Risk tolerance can be a fuzzy concept, so the internal control community devised a more precise phrase: “acceptable variation from a performance goal.” That’s the standard you want stuck in your head as you design policies, procedures, and internal controls: how much can company transactions or employee behavior deviate from the goal before senior management intervenes?
For example, the company might have a policy that no local distributors receive discounts or credit notes that can later be converted into cash (a common way for distributors to pay bribes). Do you want no variation from that goal, with 100 percent compliance? That’s possible, but it requires exacting corporate accounting controls and willingness to fire anyone who violates the policy. Would you live with a failure rate of 1 percent or 5 percent — or different failure rates for resellers in high- and low-risk markets?
Every company will find its own correct answer. The point is that every company must answer it, or you will not know how many compliance policies and procedures establish.
Align Compliance Processes and Risks
Third, ensure that the compliance processes you have are on pace with compliance risks. That is the art of risk management: it is a fluid thing, where the mechanisms to manage risk change as the risk does.
For example, if your firm hardly ever sells to foreign governments, your anti-corruption risks are low, and perhaps you could survive with a manual approach to due diligence. Then new senior management arrives, or the company acquires a new subsidiary or expands into a new product line, where selling to foreign governments becomes a priority.

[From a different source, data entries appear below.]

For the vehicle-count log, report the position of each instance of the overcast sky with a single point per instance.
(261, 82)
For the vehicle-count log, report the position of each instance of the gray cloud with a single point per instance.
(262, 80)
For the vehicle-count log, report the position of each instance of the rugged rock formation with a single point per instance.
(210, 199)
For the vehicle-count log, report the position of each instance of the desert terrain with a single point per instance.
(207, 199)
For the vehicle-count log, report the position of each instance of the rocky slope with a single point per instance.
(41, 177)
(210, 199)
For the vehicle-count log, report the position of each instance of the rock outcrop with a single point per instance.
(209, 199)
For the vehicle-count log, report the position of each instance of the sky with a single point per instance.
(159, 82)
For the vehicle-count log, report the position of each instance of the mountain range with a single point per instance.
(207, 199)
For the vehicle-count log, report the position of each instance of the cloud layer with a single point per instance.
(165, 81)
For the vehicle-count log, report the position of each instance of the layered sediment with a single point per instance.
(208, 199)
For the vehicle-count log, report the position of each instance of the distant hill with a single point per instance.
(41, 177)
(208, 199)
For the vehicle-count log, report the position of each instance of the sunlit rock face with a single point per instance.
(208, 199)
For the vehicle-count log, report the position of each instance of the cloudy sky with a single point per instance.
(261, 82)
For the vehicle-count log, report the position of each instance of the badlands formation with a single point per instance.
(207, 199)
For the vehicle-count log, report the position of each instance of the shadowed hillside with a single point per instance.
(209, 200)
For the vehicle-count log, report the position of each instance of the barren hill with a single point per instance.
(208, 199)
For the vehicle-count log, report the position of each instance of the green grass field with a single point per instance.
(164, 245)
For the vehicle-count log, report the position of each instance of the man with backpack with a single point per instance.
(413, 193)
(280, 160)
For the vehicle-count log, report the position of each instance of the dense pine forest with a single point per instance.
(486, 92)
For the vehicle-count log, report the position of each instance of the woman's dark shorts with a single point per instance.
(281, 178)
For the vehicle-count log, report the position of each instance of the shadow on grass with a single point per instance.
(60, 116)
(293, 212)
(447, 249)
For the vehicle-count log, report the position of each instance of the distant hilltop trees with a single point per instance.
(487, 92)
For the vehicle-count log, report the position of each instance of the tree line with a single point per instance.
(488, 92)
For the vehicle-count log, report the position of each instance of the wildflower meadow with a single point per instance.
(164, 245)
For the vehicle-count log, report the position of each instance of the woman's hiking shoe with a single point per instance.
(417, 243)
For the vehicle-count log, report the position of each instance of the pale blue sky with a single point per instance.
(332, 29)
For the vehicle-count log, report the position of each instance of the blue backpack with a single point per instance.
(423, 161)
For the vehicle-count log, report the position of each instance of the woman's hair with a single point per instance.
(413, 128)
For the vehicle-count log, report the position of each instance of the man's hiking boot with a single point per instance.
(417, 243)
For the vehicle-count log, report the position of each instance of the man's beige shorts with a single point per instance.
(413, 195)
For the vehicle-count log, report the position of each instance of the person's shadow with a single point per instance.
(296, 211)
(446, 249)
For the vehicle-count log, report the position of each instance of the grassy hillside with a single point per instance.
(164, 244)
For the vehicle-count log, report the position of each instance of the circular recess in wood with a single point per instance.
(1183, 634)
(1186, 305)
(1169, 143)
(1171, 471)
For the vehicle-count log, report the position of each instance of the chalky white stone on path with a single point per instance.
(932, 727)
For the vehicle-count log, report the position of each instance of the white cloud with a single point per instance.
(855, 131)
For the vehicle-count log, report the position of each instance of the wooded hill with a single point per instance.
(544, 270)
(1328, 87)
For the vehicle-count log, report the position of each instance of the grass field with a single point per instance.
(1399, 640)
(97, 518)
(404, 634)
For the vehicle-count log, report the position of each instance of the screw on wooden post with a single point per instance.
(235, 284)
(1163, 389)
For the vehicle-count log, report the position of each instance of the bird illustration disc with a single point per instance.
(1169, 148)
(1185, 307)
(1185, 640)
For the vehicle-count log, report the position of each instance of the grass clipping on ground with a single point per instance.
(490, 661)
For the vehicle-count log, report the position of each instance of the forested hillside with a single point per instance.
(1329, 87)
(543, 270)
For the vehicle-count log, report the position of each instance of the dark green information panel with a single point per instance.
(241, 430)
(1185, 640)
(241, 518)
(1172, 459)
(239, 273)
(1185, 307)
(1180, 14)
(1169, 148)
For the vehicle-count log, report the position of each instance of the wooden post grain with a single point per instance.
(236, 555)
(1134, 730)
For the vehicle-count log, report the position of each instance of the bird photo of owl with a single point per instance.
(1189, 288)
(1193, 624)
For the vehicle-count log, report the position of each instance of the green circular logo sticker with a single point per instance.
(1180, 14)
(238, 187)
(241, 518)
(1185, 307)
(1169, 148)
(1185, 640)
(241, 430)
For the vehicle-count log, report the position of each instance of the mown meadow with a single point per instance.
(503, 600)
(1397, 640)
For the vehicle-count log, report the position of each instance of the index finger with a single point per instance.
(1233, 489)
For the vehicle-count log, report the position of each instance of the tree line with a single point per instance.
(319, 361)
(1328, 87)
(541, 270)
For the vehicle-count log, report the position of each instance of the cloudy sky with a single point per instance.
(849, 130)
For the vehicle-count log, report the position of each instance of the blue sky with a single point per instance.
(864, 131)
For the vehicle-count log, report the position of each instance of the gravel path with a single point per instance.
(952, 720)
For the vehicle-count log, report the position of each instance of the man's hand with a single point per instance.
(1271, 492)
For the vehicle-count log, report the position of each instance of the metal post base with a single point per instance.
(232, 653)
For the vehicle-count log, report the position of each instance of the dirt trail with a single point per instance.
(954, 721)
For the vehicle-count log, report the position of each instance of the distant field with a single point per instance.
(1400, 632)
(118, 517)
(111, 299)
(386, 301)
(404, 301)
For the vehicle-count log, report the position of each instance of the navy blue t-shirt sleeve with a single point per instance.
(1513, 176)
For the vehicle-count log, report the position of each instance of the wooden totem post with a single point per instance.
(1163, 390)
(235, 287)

Your compliance risks have increased, so you need to assure that your processes to manage that compliance risk are up to the task. A manual approach might no longer work, because you have so much due diligence to do that employees would be overwhelmed, and not do it. Suddenly an automated approach becomes more sensible.
That’s compliance risk management: ongoing, shifting, constant. The objective isn’t to eradicate all your compliance concerns forever; that’s impossible. You just need to do the best you can with the resources you have — so a keen understanding of where your company’s risks come from, and how much it wants to quell them, is essential.